Consider what happens when we discretize a massive Dirac operator over one spatial dimension. In the absence of a mass term, we have left-movers and right-movers.[clarification needed] They can be characterized by an internal degree of freedom, "spin" or a "coin". When we turn on a mass term, this corresponds to a rotation in this internal "coin" space. A quantum walk corresponds to iterating the shift and coin operators repeatedly.

This is very much like Richard Feynman's model of an electron in 1 (one) spatial and 1 (one) time dimension. He summed up the zigzagging paths, with left-moving segments corresponding to one spin (or coin), and right-moving segments to the other. See Feynman checkerboard for more details.
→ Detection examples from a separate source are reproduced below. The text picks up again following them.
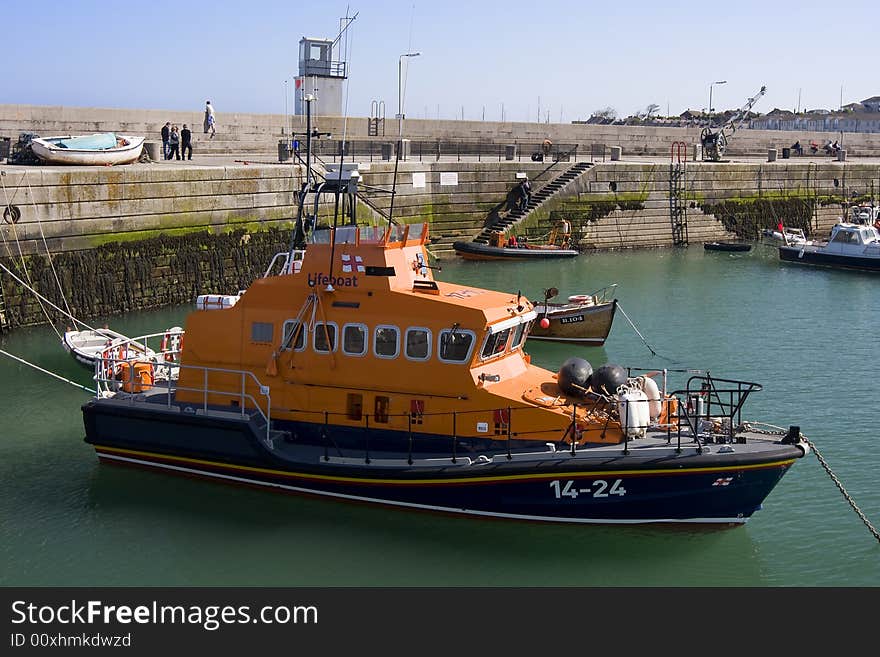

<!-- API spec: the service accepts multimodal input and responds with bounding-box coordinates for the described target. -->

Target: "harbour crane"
[700,85,767,162]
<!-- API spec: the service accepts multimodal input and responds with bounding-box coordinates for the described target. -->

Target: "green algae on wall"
[0,227,290,327]
[699,194,817,239]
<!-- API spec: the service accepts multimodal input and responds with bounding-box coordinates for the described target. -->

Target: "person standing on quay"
[205,100,217,139]
[162,121,171,160]
[165,125,180,160]
[180,123,192,160]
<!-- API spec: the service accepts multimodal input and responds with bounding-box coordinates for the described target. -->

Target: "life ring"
[159,326,183,363]
[640,376,663,421]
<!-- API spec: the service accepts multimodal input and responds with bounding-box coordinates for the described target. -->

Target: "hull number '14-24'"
[550,479,626,500]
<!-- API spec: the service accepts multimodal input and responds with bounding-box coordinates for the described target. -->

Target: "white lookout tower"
[293,37,346,116]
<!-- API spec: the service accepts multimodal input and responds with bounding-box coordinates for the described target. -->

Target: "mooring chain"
[802,436,880,541]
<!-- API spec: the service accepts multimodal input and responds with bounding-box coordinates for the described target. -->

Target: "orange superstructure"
[177,225,623,444]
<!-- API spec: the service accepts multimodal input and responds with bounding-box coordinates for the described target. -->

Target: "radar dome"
[556,356,593,397]
[590,363,626,395]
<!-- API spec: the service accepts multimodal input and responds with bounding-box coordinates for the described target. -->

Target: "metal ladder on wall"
[669,141,688,246]
[0,285,9,333]
[367,100,385,137]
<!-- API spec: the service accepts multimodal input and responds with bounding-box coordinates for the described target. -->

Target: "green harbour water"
[0,245,880,587]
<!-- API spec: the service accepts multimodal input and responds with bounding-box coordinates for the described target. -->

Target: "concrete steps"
[473,162,593,244]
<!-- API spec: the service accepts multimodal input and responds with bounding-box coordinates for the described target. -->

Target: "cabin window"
[480,329,510,360]
[437,329,476,363]
[281,319,306,351]
[373,326,400,358]
[373,395,391,424]
[342,324,367,356]
[510,322,529,351]
[406,328,431,360]
[345,392,364,422]
[251,322,274,344]
[313,322,336,353]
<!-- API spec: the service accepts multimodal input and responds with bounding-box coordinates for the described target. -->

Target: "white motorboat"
[30,132,144,165]
[62,327,157,370]
[779,223,880,271]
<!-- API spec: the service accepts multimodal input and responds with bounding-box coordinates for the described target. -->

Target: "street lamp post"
[397,52,422,139]
[388,52,422,223]
[709,80,727,114]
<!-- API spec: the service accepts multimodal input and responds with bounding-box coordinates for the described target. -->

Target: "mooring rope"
[0,349,97,395]
[746,422,880,541]
[802,436,880,541]
[0,169,61,340]
[617,301,672,360]
[24,171,75,321]
[0,262,97,338]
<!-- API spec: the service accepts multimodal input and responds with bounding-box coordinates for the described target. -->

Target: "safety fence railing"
[312,138,579,162]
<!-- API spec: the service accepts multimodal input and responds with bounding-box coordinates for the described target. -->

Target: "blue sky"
[0,0,880,123]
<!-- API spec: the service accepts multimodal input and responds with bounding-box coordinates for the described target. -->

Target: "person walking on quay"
[204,100,217,139]
[162,121,171,160]
[180,123,192,160]
[165,125,180,160]
[519,178,532,212]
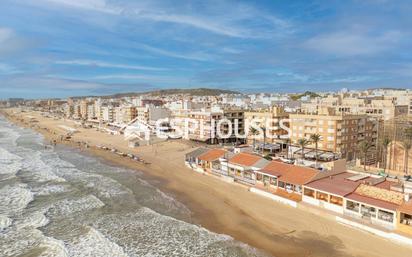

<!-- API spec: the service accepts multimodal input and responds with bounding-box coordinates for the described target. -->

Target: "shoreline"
[4,111,411,257]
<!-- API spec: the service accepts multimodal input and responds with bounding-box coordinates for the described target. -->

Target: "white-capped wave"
[14,211,49,230]
[0,148,22,161]
[39,237,70,257]
[47,195,104,217]
[22,152,65,182]
[93,208,261,257]
[32,185,70,196]
[0,184,33,216]
[0,215,13,229]
[67,227,128,257]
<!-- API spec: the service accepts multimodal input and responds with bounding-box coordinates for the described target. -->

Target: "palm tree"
[382,137,391,172]
[310,134,322,167]
[285,138,290,159]
[358,141,373,170]
[249,127,259,151]
[404,127,412,142]
[402,141,412,175]
[260,126,266,155]
[298,138,310,159]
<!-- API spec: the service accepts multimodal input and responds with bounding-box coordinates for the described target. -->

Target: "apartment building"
[290,108,377,160]
[301,94,408,120]
[244,106,289,144]
[186,110,223,144]
[100,105,115,123]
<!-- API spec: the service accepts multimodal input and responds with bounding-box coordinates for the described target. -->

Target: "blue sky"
[0,0,412,98]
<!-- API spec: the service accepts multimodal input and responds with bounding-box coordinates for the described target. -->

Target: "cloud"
[91,74,188,84]
[55,59,168,71]
[0,27,13,42]
[0,63,21,75]
[136,11,250,38]
[43,0,122,14]
[33,0,291,38]
[304,30,402,56]
[139,44,214,61]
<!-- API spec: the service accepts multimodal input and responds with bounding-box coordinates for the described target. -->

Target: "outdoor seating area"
[186,148,412,233]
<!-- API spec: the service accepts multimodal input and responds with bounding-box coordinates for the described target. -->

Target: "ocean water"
[0,117,263,257]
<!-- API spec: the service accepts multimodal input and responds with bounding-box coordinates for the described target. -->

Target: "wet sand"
[1,108,412,257]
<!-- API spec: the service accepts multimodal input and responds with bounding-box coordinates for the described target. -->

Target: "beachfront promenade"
[3,108,412,257]
[185,148,412,245]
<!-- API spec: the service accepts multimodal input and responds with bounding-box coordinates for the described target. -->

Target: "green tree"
[381,137,391,172]
[285,138,291,159]
[402,140,412,175]
[298,138,310,159]
[310,134,322,167]
[249,127,259,151]
[260,126,266,155]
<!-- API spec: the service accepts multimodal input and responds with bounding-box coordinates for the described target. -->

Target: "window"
[303,188,315,198]
[378,210,393,222]
[346,200,359,212]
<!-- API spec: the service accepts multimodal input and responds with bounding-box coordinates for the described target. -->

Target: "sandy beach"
[3,110,412,257]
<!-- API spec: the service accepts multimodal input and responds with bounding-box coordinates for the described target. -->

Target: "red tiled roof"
[259,161,292,177]
[398,200,412,215]
[229,153,262,166]
[306,172,362,196]
[197,149,226,162]
[346,193,399,211]
[279,164,319,185]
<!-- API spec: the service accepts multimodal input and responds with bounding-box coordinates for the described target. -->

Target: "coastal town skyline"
[0,0,412,257]
[0,0,412,98]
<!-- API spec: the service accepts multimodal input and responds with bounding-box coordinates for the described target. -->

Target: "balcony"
[211,168,229,176]
[234,175,256,185]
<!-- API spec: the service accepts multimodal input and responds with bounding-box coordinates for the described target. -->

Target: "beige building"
[290,108,377,160]
[244,106,289,144]
[301,95,408,120]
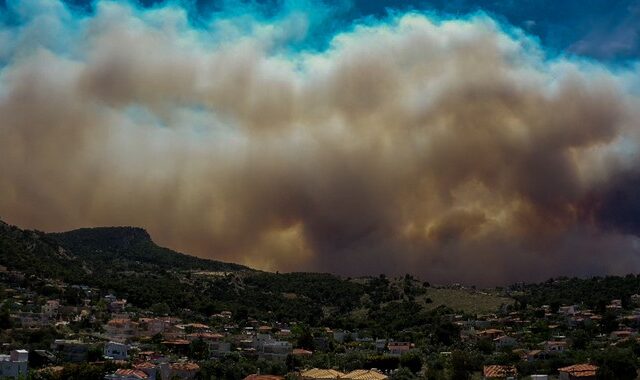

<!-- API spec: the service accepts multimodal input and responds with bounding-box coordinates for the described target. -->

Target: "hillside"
[47,227,250,272]
[0,221,90,281]
[0,218,512,336]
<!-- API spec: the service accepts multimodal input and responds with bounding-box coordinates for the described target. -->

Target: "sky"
[0,0,640,285]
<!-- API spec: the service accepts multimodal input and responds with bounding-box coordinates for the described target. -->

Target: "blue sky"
[0,0,640,63]
[0,0,640,285]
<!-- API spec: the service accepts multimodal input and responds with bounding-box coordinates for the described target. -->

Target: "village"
[0,271,640,380]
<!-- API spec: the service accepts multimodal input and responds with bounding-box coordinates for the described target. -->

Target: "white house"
[104,369,149,380]
[0,350,29,379]
[258,340,293,361]
[104,342,129,360]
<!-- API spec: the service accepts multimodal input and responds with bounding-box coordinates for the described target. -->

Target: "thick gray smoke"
[0,2,640,285]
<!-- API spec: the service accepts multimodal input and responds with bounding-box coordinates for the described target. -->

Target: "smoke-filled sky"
[0,0,640,285]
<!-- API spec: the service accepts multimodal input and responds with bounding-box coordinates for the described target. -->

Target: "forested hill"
[0,221,90,281]
[47,227,251,272]
[510,274,640,311]
[0,221,252,283]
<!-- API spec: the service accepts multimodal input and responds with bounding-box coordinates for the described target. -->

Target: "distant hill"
[47,227,251,272]
[0,223,513,330]
[0,221,88,280]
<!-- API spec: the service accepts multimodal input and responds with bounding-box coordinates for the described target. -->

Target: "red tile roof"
[483,365,518,379]
[116,368,149,380]
[244,375,284,380]
[558,364,598,377]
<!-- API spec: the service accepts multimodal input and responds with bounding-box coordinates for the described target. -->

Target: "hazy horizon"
[0,0,640,286]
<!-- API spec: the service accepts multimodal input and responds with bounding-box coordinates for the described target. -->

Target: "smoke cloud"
[0,1,640,285]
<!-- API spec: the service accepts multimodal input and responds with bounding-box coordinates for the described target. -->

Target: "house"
[493,335,518,349]
[558,305,577,316]
[257,341,293,361]
[387,342,412,356]
[609,330,636,340]
[104,368,149,380]
[42,300,60,318]
[340,369,389,380]
[104,318,138,342]
[171,362,200,379]
[558,364,598,380]
[478,329,504,339]
[482,365,518,379]
[300,368,344,380]
[0,350,29,379]
[542,340,567,354]
[133,362,171,380]
[107,300,127,313]
[103,342,129,360]
[51,339,89,363]
[209,341,231,356]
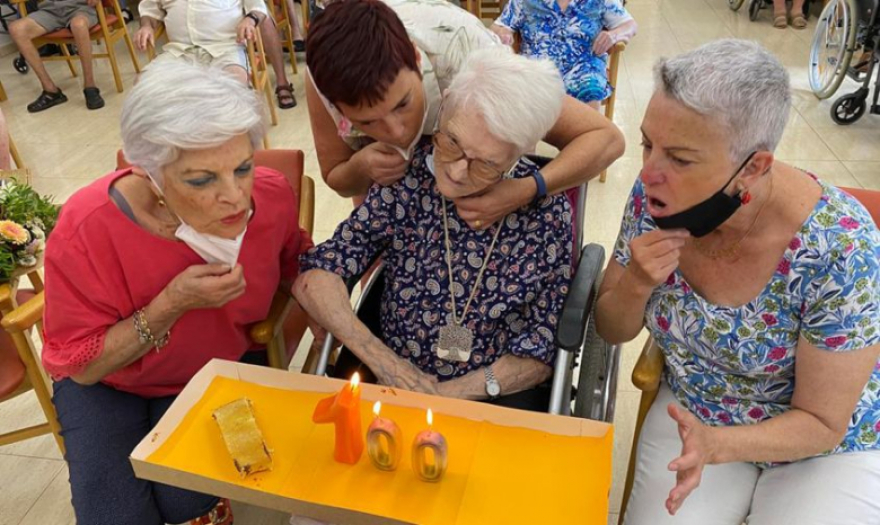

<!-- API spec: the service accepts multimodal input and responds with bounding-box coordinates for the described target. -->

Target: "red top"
[43,167,312,397]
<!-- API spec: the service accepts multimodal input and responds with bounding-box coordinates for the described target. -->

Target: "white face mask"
[147,174,253,268]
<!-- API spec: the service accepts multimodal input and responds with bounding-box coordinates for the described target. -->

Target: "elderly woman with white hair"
[294,48,572,410]
[42,59,311,525]
[596,40,880,525]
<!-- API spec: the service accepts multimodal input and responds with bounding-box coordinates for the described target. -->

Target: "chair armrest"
[299,175,315,234]
[556,244,605,352]
[250,290,294,345]
[2,292,45,334]
[632,337,664,392]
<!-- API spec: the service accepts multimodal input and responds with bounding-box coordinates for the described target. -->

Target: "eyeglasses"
[433,130,505,182]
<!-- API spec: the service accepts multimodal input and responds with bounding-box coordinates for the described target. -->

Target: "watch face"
[486,381,501,397]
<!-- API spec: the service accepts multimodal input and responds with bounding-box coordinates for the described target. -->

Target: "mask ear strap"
[721,151,758,191]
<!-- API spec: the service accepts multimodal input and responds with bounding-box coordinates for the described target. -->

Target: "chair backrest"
[840,188,880,227]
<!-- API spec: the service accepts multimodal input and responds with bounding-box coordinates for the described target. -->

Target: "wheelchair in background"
[809,0,880,125]
[303,156,621,423]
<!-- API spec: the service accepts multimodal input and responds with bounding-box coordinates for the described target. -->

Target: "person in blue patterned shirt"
[492,0,637,109]
[294,47,573,410]
[596,40,880,525]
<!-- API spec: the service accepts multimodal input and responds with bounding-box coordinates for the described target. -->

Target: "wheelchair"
[809,0,880,125]
[313,157,621,423]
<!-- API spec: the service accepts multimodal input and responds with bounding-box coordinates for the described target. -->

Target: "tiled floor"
[0,0,880,525]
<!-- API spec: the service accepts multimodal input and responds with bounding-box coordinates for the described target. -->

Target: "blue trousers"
[52,352,265,525]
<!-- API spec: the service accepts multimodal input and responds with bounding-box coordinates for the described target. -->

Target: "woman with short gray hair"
[596,40,880,525]
[42,63,311,525]
[294,48,572,410]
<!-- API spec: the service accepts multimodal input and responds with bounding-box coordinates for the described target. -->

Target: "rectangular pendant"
[437,324,474,363]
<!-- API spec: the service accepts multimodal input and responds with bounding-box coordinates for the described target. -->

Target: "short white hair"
[443,46,565,153]
[121,61,266,184]
[654,38,791,162]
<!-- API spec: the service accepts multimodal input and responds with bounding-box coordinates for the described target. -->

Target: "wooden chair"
[247,28,278,149]
[11,0,141,93]
[618,188,880,525]
[266,0,298,75]
[0,271,64,455]
[116,150,315,370]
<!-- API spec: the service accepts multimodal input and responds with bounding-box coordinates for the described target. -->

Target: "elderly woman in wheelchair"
[294,48,588,410]
[42,63,311,525]
[597,40,880,525]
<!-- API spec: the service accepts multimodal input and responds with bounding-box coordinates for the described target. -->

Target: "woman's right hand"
[134,26,156,51]
[165,264,246,313]
[627,230,691,291]
[352,142,409,186]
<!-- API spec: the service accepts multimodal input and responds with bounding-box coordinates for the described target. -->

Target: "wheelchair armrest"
[556,244,605,352]
[250,290,294,345]
[632,337,664,392]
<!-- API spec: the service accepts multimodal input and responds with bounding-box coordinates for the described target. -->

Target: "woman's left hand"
[455,178,538,230]
[593,31,617,56]
[666,403,713,516]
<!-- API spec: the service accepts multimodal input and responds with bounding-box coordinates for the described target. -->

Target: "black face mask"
[653,151,757,237]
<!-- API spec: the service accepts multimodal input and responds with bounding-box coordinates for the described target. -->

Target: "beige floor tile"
[0,456,64,525]
[19,466,76,525]
[843,162,880,190]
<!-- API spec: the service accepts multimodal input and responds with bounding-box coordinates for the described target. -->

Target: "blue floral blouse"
[614,177,880,453]
[300,138,573,381]
[495,0,632,102]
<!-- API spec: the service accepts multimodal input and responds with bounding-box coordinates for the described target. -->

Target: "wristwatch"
[483,366,501,399]
[244,13,260,27]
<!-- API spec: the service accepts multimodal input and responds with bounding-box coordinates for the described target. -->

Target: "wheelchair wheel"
[749,0,764,22]
[12,57,30,75]
[574,316,614,421]
[809,0,858,100]
[831,90,868,126]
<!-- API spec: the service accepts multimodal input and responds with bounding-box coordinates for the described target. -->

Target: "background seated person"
[9,0,104,113]
[305,0,624,228]
[492,0,637,109]
[134,0,269,83]
[43,63,311,525]
[295,48,572,410]
[596,40,880,525]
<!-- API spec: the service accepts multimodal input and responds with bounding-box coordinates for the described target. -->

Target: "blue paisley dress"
[495,0,632,102]
[614,176,880,458]
[300,138,572,381]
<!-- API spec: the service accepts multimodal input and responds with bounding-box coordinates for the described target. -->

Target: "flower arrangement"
[0,179,60,282]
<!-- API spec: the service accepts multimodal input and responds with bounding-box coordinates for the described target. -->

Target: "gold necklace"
[436,197,504,362]
[694,175,773,261]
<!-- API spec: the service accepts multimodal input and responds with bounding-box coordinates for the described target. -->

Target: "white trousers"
[624,383,880,525]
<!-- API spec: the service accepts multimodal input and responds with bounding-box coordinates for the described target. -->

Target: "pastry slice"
[213,397,272,478]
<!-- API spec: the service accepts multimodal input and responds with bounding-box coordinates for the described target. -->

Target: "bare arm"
[709,338,880,463]
[293,269,436,393]
[437,355,553,400]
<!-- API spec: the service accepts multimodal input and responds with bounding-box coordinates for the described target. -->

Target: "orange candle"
[312,373,364,465]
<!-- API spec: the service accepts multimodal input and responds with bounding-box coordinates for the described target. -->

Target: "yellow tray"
[132,360,612,525]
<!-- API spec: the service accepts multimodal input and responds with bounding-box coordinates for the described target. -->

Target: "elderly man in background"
[135,0,296,109]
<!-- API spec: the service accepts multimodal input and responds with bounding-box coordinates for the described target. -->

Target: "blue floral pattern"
[614,180,880,453]
[495,0,632,102]
[301,138,573,381]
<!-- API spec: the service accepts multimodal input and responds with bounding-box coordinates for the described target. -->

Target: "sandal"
[83,88,104,109]
[28,89,67,113]
[189,498,233,525]
[773,13,788,29]
[275,84,296,109]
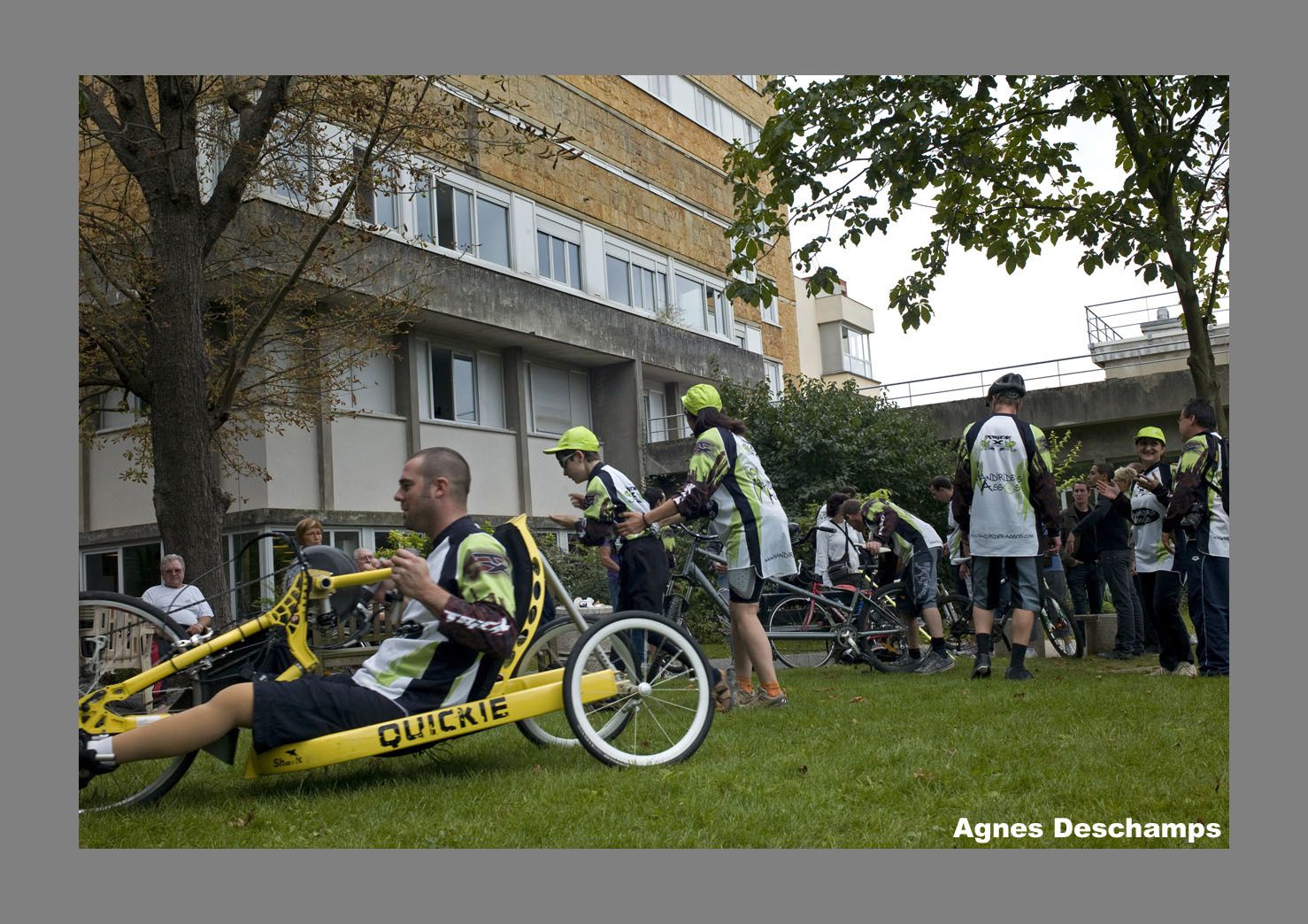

The transition probability for a 1-dimensional quantum walk behaves like the Hermite functions which (1) asymptotically oscillate in the classically allowed region, (2) is approximated by the Airy function around the wall of the potential[clarification needed], and (3) exponentially decay in the classically hidden region.[8]